"Winter?"
Gadis itu termenung pilu. Pertama kalinya ia menghiraukan Karina sebab amarah sedang mengendalikannya. Karina paham akan kondisi gadis itu, ia sedang tak ingin di ganggu. Mau mengingatkan saja kalau waktu sudah terlalu larut untuk berpikir, apalagi duduk sendirian di pinggir gedung. Kalau jatuh, siapa mau tanggung jawab?
Gadis ini menutup diri, bisa dilihat dari pertahanannya. Kalau sudah sejauh ini berarti masalahnya cukup besar. Gelagatnya seperti orang depresi, wajahnya juga tak menunujukkan rasa gembira. Instruksi hening apalagi yang ia berikan pada Karina?

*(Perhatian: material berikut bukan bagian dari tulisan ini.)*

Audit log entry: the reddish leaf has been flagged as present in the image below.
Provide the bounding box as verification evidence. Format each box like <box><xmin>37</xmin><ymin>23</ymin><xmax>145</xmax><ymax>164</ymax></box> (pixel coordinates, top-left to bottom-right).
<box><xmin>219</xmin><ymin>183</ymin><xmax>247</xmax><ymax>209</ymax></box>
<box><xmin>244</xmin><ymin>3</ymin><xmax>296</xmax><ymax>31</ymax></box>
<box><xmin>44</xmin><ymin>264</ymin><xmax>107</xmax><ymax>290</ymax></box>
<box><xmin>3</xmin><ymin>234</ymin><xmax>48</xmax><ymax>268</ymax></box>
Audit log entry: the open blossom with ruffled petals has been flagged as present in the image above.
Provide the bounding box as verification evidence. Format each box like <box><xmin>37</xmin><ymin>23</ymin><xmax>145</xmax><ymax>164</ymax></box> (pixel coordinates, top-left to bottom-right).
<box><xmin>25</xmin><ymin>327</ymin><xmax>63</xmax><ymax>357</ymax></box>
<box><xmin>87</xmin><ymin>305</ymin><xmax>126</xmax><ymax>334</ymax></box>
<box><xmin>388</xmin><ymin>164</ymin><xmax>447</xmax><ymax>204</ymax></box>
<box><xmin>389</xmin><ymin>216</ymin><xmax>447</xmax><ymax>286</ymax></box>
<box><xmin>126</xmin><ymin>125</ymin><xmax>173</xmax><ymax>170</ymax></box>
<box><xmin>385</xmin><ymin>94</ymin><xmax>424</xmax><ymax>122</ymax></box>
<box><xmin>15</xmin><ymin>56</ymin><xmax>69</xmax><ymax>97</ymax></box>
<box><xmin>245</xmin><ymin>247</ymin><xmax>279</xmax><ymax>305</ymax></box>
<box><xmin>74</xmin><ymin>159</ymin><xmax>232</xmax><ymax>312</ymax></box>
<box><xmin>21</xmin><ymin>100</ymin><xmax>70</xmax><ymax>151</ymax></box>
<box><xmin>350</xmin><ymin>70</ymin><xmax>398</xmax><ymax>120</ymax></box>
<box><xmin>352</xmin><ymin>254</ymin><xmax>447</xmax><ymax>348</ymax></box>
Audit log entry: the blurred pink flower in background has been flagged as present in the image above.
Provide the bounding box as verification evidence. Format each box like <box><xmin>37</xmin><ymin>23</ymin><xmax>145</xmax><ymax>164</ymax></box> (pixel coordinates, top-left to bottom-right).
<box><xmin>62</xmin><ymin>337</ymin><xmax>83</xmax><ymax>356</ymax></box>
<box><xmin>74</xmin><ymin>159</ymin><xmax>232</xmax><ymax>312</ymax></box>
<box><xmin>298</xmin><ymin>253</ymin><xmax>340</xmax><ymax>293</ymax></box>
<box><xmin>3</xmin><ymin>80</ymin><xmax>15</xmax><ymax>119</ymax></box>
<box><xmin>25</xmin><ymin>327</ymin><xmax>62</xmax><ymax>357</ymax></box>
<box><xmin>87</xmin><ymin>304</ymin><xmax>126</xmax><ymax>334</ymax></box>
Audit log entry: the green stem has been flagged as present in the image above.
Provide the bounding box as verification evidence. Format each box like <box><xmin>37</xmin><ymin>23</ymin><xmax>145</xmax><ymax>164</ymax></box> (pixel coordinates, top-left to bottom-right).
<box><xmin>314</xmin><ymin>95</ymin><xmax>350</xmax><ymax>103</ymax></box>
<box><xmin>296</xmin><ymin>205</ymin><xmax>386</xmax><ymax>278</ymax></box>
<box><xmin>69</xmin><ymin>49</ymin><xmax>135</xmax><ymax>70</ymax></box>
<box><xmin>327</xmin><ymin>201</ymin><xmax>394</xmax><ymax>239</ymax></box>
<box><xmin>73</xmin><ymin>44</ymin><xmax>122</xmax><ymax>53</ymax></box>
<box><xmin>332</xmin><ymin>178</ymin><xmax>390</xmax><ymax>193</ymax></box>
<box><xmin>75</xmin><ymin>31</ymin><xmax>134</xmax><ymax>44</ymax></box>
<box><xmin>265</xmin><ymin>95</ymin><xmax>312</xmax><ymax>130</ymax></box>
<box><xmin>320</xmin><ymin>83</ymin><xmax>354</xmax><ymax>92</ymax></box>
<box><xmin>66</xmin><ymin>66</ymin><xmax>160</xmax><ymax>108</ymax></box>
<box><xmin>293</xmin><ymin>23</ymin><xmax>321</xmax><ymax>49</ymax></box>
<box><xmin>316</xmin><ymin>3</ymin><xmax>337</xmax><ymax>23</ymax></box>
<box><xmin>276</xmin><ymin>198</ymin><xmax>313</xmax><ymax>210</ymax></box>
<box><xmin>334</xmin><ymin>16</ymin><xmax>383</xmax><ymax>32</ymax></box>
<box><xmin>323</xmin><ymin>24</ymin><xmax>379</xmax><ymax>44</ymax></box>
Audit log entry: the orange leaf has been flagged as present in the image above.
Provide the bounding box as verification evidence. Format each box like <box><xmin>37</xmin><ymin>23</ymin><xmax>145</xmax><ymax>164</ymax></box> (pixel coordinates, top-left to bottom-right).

Ia sibuk melihat bintang, entah ia benar-benar tertarik pada cahaya itu atau ia hanya menjadikannya sebagai pelarian atas perasaan yang sebenarnya. Kemungkinan untuk bercerita kecil, dia perlu ditawar baru mau cerita. Terkadang rasanya seperti memaksa sebab privasi manusia tak hanya untuk satu orang saja, malah sebenarnya itu bukan untuk siapa-siapa.
Tapi sampai kapan? Sampai kapan mau berlari dan mengingkari realita yang sudah duduk rapi di depan mata?
"Cerita dong."
Karina tidak mau merayu terlalu banyak karena tak ada yang lebih menyebalkan selain rasa bersalah di akhir cerita. Keberhasilannya dalam melangkah pun merupakan dorongan dari tanggung jawab yang ia pikul di punggungnya. Seandainya tak mau cerita, tak apa. Hatinya tetap terbuka, tapi ingat, itu tak bertahan lama.
"Gue gak mau ngobrol sama lo," ujar Winter.
"Ini lagi ngobrol."
"Ya, habis ini."
Winter tahu ini tak benar karena ada rasa sakit di hatinya. Ia berusaha menimbun perasaannya sendiri tapi tak bisa, itu selalu kembali dan kembali. Kalau sudah seperti itu, tak ada lagi yang bisa disalahkan selain diri sendiri. Lagi-lagi berperang dengan diri sendiri, apa tidak lelah?
"Nanti gue ngobrol sama siapa dong?" Tanya Karina.
"Lo kan punya Giselle."
"Ngapain gue ke Giselle kalau gue punya lo?"
Winter terkekeh sinis. Lontaran itu menghunusnya dalam-dalam. Dasar pembohong. Pembohong selalu berucap bohong.
"Gue bukan punya lo, begitupun juga sebaliknya," balas Winter.
Banyak yang bilang sikapnya palsu. Biarkan saja, biarkan mereka mengungkapkan pendapatnya walau tak semuanya sesuai kenyataan. Adalah bohong kalau Karina tak sakit hati, tapi ini yang disebut berkorban. Jangan masukkan ke dalam hati, selesai dengar langsung buang jauh-jauh karena kalau sudah menyangkut mustahil rasanya untuk mencabut.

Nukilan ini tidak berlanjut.